Cyd Charisse, as everyone who regularly goes anywhere on the Internet already knows, died today at the age of 86. I have nothing insightful to say about her career. All things considered, I have nothing insightful to say about anything. But I did happen to catch her in East Side, West Side, a Mervyn LeRoy melodrama, a few months ago when it came out on DVD, and I have an observation to share with you bunch of homosexuals.

First, the set-up. The movie is a pretty typical Barbara Stanwyck vehicle: Stanwyck’s husband, played by James Mason, is cheating on her with Ava Gardner. That doesn’t make Stanwyck happy. Then Van Heflin comes to town, and that does make her happy. (You’ve got to hand it to Heflin: All he ever really did was wear a suit and act like a smart-ass, but in every other movie released in the 1940s attractive women were dying to fuck him.) Problem is, he’s dating Charisse, which leads to some brief tension between her character and Stanwyck’s.

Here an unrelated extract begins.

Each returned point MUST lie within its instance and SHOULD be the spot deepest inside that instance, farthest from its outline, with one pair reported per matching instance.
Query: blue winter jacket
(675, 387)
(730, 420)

Big deal, I know: Stanwyck had tension with everyone in her movies. Her characters were nothing if not tense. What’s different about her big scene with Charisse in East Side, West Side is that she doesn’t seem to be impatiently waiting to snap her next line; she seems to be considering, with some appreciation, the hotness of her younger costar. There was, for the record, a lot of hotness to consider.

Isn’t that a heartwarming remembrance? Yeah, well, I don’t have a lot to say about her — but I think Barbara Stanwyck would’ve hit it. I feel very classy right now.